En resumen, siguiendo los lineamientos trazados por la Corte en su Sentencia T-165 citada, debe haber protección inmediata para el paciente a afiliado al Instituto de Seguros Sociales bajo el número XXX, por varios motivos: desde la perspectiva de la Carta Política el derecho a la vida prevalece y es inviolable (art. 11), existe la obligación de asistencia humanitaria (art. 95-2), la salud se le debe al accionante como un derecho fundamental y el Estado protege especialmente a los débiles (art. 13).

Se revocará la sentencia de segunda instancia y, en su lugar, recibirá confirmación parcial la proferida por el Tribunal Administrativo de Cundinamarca, por tanto, se ordenará al Instituto de Seguros Sociales brindar al actor todos los servicios, en la forma prescrita por el médico tratante. Así mismo, para la protección del derecho a la intimidad, se ha omitido la mención del nombre del accionante y se ordenará que así se proceda en todas las publicaciones que de esta providencia se hagan.

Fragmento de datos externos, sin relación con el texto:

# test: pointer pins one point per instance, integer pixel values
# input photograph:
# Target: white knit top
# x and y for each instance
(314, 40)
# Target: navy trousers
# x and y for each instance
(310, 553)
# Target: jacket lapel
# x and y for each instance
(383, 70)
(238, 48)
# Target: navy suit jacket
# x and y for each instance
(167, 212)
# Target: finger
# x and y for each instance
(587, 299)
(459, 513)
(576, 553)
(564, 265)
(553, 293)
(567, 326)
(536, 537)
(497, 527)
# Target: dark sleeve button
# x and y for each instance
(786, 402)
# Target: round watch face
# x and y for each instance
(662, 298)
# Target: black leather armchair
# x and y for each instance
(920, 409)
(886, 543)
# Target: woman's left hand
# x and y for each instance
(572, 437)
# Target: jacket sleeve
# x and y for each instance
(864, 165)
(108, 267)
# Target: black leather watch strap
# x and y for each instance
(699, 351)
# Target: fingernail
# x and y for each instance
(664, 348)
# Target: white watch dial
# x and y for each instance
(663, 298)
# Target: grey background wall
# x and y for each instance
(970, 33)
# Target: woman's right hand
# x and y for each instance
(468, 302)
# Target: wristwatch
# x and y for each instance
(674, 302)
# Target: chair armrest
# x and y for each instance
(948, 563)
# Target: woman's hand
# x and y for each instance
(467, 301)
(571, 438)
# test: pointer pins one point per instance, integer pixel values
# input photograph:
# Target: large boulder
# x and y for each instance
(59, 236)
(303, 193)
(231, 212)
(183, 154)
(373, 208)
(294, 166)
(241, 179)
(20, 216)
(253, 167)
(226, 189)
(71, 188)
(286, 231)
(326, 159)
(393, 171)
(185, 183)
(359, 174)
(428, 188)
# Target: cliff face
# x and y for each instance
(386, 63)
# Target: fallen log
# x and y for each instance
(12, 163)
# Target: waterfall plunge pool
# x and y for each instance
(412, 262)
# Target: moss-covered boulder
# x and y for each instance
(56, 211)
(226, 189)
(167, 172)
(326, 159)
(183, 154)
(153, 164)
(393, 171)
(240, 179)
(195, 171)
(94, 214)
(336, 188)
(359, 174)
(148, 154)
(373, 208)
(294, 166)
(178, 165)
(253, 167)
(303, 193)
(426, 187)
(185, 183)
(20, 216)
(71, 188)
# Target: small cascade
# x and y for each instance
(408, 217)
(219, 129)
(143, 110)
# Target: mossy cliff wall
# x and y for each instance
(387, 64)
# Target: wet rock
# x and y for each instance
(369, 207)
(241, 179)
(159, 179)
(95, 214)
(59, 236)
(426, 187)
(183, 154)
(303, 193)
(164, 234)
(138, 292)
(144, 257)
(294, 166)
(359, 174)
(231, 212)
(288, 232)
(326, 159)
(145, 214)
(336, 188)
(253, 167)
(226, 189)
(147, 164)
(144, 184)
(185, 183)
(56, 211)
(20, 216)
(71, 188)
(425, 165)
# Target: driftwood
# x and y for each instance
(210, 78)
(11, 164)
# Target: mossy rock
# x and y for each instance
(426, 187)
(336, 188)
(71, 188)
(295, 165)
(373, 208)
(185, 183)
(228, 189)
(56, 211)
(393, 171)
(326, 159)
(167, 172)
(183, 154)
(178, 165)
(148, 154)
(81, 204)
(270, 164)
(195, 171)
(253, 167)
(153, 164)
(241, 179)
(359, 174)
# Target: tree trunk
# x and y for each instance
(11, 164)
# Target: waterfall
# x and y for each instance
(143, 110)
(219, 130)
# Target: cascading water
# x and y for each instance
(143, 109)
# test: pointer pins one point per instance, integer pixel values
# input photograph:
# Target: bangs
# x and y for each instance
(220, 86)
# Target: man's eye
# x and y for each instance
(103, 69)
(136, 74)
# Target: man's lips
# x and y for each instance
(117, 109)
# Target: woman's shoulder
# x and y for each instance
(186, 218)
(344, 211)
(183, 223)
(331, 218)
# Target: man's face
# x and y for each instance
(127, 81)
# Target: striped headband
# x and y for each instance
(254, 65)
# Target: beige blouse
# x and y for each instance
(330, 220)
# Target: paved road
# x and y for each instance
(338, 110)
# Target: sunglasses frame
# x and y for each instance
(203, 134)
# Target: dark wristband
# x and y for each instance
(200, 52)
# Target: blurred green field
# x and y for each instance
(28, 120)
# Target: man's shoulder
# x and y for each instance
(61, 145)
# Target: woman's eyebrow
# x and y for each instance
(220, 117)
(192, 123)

En mérito de lo expuesto, la Sala Séptima de Revisión de Tutelas de la Corte Constitucional

RESUELVE:

1. REVOCAR la sentencia proferida por el Consejo de Estado, Sala de lo Contencioso Administrativo, Sección Cuarta, el 27 de enero de 1995, y en su lugar, para amparar los derechos fundamentales a la vida, la salud y la igualdad, CONFIRMAR PARCIALMENTE la proferida por el Tribunal Administrativo de Cundinamarca, Sección Segunda, Subsección D, el 15 de diciembre de 1994, en el sentido de ordenar que el Instituto de Seguros Sociales, proceda dentro del improrrogable término de 48 horas, contado a partir de la notificación de esta providencia, a dar al accionante, en su totalidad, el tratamiento que le fue señalado por el médico tratante de esa entidad.

2. ORDENAR que en guarda del derecho a la intimidad del peticionario, en toda publicación de la presente decisión, se omita su nombre.

3. LÍBRENSE por Secretaría las comunicaciones de que trata el artículo 36 del Decreto 2591 de 1991.

Cópiese, notifíquese, comuníquese, publíquese en la Gaceta de la Corte Constitucional y cúmplase.

Magistrados: Alejandro Martínez Caballero—Fabio Morón Díaz—Vladimiro Naranjo Mesa.

Martha Victoria Sáchica de Moncaleano, Secretaria General.